I know there are worse things that could happen or that could have shown up on the scan, but I have let this little hiccup get me down. In fact, I have had little to say for a while now because first the scan and then the results have been weighing on mind. I would like to say that I believe all will be well, but I cannot dismiss health related concerns as readily as I did pre-cancer.
The reality is that what the oncologist is investigating is probably due to one of the drugs administered during my chemotherapy regimen: specifically, a medication to help my body produce platelets when the chemo was taking a heavy toll on my body. That is the best guess at this point, but only further testing can rule out something more troublesome.
While my head knows the medication probably accounts for the enlargement of the spleen, I cannot get my emotions to accept that rational probability. Nevertheless, I do believe that with God’s strength and the faithful prayers and encouragement of family and friends, I will be able to deal with whatever comes of further scans.
If a little CT scan brought up something so insignificant to follow up on, what will a PET/CT bring?
Hopefully, only peace of mind.
Hypervigilance or Paranoia Is the New Normal
After being ill for so long, first with undetected cancer and then from chemotherapy treatments, I no longer really know what normal should be. As my first post-chemo CT approaches, I find myself a little less optimistic and more often considering the negative side of “what ifs.” While I feel well, I am very tired. However, I keep a very full, hectic schedule. Teaching kindergarten, while rewarding, is emotionally and physically exhausting. Although I have no reason to believe I am anything but tired yet healthy, still the smallest twinge can raise alarm, however short-lived.
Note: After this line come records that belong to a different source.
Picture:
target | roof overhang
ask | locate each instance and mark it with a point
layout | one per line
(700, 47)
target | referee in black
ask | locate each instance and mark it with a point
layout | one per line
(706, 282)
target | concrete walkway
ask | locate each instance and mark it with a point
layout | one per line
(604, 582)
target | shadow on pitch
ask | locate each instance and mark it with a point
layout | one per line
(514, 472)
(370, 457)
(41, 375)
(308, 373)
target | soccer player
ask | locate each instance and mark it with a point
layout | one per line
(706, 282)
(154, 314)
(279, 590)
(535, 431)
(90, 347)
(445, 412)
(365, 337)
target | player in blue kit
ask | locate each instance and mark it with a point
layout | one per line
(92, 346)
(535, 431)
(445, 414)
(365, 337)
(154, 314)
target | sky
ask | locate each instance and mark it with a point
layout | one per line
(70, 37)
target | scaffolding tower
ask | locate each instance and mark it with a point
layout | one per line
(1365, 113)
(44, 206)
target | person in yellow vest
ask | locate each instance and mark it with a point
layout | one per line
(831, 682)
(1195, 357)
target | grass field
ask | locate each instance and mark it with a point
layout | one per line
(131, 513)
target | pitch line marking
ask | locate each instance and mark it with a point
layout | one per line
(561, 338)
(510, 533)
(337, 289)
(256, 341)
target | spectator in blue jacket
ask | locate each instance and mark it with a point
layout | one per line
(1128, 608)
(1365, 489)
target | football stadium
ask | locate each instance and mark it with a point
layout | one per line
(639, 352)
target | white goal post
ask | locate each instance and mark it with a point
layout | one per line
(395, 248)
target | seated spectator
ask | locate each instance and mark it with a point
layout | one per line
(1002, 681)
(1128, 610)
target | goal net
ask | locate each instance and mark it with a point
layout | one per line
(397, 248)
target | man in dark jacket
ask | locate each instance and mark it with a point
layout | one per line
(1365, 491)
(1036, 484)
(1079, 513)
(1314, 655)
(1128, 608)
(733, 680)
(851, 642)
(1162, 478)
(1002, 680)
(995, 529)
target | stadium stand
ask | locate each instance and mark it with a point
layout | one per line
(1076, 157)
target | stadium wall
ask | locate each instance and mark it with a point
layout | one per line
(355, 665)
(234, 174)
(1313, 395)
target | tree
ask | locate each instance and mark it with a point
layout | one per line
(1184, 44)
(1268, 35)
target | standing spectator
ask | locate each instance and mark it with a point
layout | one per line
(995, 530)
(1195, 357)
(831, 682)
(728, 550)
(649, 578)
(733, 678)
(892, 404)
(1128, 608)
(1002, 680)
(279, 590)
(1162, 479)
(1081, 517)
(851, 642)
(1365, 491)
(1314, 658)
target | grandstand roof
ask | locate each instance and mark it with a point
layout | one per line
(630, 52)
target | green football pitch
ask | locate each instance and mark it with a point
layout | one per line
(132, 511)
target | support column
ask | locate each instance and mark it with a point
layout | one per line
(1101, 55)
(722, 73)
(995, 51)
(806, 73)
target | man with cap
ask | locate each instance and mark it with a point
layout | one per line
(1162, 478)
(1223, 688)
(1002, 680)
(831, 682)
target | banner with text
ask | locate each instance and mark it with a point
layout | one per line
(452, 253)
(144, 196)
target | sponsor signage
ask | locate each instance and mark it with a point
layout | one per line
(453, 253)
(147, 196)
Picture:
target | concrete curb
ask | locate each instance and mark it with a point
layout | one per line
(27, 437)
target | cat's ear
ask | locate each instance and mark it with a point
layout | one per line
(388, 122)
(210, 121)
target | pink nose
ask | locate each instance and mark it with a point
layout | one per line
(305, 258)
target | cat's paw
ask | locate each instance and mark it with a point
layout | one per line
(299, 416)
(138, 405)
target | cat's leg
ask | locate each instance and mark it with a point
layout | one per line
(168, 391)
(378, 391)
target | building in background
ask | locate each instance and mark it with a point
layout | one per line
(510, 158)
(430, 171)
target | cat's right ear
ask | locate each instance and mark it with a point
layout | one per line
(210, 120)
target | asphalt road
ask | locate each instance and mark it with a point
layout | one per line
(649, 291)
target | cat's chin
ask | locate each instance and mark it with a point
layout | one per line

Friends and acquaintances have shared that after their bouts of cancer they also experienced “scanxiety” and a hyper-vigilance bordering on paranoia when it comes to matters of health. Before being diagnosed with cancer, we had a sense of overall well-being that allowed us to dismiss minor aches and pains or physical complaints. We experienced an expectation of continued health that was disabled when we received our cancer diagnoses.
The good news is that this was parent teacher conference week at school. I had so little time I barely ate or slept. One day, I spent about 13 hours at work, which was more hours than I spent at home. This weekend, my sister is coming to visit and we are going shoe shopping, so that should help me keep from dwelling on Monday’s CT and how it will turn out.
Veteran’s Day weekend I will be trying to keep myself busy so that I don’t spend excessive time fretting about the results of the CT and waiting to get either an all clear or something else.
On the one hand I expect things to be fine. On the other hand, I didn’t realize anything was wrong with me when I had the deadly disease growing inside me. I have come to realize, to my chagrin, that hypervigilance or paranoia is the new normal.